Overcoming a Culture of Violence

To establish security following a violent conflict, the culture of violence must be thoroughly transformed by gender policy and feminist perspectives. The state plays a two-sided role in this multi-layered process: On the one hand it provides security, yet its gender blind structures also pose specific potential threats to women and girls. When violence escalates, the integrity of the state often disintegrates. 

Two of the greatest challenges in conflict management are to disempower violent perpetrators and to restore a functioning rule of law. These objectives are particularly important for women, due to the fact that sexualized violence increases in violent contexts. It is thus in women’s interests to restore the state’s monopoly on violence and to penalize each individual act of violence. 

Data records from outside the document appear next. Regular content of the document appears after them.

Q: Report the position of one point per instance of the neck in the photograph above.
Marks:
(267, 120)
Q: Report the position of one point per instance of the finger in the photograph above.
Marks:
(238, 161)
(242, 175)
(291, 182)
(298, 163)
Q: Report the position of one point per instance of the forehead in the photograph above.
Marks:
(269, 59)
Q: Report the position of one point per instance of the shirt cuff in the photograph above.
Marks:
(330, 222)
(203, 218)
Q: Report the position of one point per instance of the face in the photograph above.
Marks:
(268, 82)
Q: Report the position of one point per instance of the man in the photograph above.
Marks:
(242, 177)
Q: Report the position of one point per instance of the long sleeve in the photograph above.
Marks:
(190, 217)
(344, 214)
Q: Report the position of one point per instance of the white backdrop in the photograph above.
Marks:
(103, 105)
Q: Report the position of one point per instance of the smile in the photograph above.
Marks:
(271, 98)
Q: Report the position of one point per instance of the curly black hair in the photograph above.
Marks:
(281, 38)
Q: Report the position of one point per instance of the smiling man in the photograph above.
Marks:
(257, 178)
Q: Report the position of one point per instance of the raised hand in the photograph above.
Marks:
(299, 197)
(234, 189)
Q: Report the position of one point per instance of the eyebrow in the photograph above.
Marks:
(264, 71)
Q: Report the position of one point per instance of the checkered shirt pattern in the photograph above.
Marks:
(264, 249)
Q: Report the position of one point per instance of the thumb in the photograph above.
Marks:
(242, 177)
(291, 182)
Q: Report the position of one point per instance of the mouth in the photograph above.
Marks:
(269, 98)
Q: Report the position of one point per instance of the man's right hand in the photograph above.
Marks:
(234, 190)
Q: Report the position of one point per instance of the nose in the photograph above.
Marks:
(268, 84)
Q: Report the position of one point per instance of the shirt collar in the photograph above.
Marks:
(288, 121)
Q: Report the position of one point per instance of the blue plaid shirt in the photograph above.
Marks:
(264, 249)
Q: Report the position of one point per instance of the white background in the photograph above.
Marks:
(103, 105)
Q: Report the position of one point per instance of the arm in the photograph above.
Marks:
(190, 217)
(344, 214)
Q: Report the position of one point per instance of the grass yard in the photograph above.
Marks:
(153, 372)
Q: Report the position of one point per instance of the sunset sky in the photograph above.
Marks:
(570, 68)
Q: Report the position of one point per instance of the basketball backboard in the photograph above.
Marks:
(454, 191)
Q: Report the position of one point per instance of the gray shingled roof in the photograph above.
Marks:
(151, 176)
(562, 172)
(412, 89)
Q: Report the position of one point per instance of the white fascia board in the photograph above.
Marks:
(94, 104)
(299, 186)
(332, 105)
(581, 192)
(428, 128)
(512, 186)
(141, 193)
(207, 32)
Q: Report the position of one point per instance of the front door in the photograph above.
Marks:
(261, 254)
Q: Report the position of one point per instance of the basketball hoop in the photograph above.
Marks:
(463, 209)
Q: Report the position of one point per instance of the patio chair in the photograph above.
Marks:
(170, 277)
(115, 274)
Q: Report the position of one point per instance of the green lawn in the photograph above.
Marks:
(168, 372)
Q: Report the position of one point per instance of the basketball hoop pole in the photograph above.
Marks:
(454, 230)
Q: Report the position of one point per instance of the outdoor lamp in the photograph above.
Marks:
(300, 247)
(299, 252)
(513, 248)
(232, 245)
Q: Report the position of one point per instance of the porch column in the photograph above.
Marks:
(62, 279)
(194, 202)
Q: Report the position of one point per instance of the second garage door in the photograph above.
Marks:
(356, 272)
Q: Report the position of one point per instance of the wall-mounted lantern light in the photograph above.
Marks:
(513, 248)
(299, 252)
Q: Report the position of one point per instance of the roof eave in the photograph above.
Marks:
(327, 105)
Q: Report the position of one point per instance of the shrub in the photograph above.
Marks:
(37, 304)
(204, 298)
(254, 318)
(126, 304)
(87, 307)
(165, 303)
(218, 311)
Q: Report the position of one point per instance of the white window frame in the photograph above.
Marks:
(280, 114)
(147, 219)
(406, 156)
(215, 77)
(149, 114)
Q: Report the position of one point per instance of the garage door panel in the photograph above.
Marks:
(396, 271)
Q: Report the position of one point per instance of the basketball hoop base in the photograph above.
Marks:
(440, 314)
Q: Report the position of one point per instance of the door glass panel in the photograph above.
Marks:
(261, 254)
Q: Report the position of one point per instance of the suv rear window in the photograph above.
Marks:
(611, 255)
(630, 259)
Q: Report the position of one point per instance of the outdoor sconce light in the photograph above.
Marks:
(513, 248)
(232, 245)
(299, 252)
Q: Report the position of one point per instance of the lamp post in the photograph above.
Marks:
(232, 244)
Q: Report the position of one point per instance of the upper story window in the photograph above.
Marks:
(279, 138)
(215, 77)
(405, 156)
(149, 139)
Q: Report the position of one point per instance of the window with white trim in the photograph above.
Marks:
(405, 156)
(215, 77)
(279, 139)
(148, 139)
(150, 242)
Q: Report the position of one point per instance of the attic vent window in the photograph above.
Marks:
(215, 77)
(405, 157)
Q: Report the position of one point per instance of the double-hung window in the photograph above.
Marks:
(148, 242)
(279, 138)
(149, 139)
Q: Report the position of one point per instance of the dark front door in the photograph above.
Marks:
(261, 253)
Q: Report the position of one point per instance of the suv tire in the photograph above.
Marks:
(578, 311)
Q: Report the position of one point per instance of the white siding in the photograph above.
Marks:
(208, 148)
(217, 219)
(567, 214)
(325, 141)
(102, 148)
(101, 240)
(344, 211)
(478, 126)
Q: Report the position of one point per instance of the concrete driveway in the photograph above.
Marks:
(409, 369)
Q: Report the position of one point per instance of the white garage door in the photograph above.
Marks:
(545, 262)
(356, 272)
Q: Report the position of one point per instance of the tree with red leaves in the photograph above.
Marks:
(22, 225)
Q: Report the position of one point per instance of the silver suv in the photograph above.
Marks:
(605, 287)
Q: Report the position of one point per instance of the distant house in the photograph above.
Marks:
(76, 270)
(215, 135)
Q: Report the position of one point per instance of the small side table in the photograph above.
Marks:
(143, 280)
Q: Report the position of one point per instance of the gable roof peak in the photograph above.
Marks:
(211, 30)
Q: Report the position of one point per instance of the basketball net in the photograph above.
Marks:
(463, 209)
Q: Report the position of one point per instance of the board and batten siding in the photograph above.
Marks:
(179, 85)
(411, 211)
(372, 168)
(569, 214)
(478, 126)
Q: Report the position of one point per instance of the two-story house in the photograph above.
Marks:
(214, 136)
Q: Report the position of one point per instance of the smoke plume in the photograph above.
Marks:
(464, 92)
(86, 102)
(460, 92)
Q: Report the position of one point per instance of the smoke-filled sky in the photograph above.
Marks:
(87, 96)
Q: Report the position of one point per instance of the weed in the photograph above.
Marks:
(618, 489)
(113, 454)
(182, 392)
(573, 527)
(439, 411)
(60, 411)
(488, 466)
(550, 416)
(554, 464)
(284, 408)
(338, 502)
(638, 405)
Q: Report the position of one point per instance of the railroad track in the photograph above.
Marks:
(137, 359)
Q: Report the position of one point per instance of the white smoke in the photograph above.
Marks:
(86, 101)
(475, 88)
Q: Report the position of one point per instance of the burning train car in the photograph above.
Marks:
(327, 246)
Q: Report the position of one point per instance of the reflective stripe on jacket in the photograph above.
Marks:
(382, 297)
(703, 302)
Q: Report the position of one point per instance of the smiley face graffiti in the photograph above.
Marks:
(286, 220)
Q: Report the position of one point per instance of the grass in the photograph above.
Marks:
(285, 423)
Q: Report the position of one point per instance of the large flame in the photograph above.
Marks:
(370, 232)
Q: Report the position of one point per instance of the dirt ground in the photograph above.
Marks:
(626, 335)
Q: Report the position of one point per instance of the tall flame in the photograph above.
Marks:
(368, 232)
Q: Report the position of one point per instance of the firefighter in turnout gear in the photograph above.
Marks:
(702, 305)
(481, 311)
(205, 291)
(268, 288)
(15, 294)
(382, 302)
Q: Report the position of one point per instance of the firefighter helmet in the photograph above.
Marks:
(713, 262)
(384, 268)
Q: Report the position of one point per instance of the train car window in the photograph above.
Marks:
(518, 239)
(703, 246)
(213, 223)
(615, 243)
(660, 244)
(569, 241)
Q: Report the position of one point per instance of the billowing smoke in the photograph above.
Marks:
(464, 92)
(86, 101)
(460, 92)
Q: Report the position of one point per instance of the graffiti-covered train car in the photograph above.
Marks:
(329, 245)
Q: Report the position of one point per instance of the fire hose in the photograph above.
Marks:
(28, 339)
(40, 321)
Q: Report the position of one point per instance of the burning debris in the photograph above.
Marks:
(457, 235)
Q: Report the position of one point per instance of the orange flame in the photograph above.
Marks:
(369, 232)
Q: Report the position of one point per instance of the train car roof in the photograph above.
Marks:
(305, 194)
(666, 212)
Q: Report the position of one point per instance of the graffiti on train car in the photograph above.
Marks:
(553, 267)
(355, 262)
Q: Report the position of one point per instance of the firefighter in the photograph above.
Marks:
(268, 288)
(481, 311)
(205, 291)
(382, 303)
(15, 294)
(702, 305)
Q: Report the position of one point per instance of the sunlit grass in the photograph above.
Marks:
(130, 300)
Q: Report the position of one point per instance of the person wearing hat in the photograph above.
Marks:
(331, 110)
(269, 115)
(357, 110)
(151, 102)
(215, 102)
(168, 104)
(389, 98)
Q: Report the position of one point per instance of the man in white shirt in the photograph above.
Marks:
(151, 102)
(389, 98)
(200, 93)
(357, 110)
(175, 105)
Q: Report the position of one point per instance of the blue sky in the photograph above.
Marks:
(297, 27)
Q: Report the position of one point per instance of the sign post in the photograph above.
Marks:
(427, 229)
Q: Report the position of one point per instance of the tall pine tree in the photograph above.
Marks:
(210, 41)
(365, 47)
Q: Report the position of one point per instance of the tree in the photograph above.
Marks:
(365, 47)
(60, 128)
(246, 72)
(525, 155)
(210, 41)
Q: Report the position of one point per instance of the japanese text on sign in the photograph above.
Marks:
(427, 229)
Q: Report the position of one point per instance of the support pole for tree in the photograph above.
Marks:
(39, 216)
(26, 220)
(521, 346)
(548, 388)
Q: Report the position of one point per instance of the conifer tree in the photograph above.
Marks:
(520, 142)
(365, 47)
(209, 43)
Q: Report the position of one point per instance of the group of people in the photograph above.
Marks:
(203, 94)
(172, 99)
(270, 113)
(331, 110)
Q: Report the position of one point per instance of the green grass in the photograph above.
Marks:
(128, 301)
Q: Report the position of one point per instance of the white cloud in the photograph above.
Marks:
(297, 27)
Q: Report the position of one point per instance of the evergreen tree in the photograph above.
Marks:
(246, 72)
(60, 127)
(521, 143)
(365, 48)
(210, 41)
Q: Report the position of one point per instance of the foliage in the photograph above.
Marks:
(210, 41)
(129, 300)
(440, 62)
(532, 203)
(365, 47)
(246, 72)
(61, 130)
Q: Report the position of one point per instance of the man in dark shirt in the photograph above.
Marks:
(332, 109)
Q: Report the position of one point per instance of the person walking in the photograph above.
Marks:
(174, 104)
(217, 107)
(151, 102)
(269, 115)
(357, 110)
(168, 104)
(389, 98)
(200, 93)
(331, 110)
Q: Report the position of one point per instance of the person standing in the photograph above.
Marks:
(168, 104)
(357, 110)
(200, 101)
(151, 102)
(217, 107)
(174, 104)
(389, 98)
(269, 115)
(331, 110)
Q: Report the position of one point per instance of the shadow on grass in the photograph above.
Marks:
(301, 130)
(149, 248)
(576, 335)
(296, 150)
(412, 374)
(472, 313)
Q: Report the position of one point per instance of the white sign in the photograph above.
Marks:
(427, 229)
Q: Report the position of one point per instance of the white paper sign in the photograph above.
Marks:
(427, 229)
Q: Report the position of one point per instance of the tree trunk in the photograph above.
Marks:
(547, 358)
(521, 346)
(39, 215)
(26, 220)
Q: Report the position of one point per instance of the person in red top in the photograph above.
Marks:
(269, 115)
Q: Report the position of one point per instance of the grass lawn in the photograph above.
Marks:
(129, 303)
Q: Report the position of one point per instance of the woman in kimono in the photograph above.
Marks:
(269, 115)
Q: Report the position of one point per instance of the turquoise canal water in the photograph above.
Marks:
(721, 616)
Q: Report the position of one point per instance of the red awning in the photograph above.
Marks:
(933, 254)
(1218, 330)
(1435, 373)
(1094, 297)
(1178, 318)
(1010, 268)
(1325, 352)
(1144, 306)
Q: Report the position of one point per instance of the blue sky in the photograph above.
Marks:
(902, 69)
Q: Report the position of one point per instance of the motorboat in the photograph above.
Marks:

Although the state can act as a guarantor of security for women, it can also be a source of insecurity. Every security strategy, therefore, must be examined for its effects on gender and population groups. Security must include legally guaranteed protection against sexualized violence, which means passing the requisite legislation, training police forces, sensitizing judges, and setting up shelters and hotlines. Both genders must have opportunities to address the traumas of war and sexualized violence. Victims of violence require special support, while perpetrators must be publicly prosecuted within the legal system, to transform the culture of violence in a postwar society. Prerequisites for this include a broad concept of security, sensitization of the police and judicial staff, better protection for victims, and support for witnesses who testify against perpetrators. The most important allies in this process are the local initiatives that address the subject of sexualized violence – a taboo in many societies – in culturally and politically sensitive ways. 

Different needs must be addressed when demobilizing male and female combatants. There must, for instance, be specific re-integration programs for women and men, to counteract social ostracism should they not wish to revert to their old gender roles.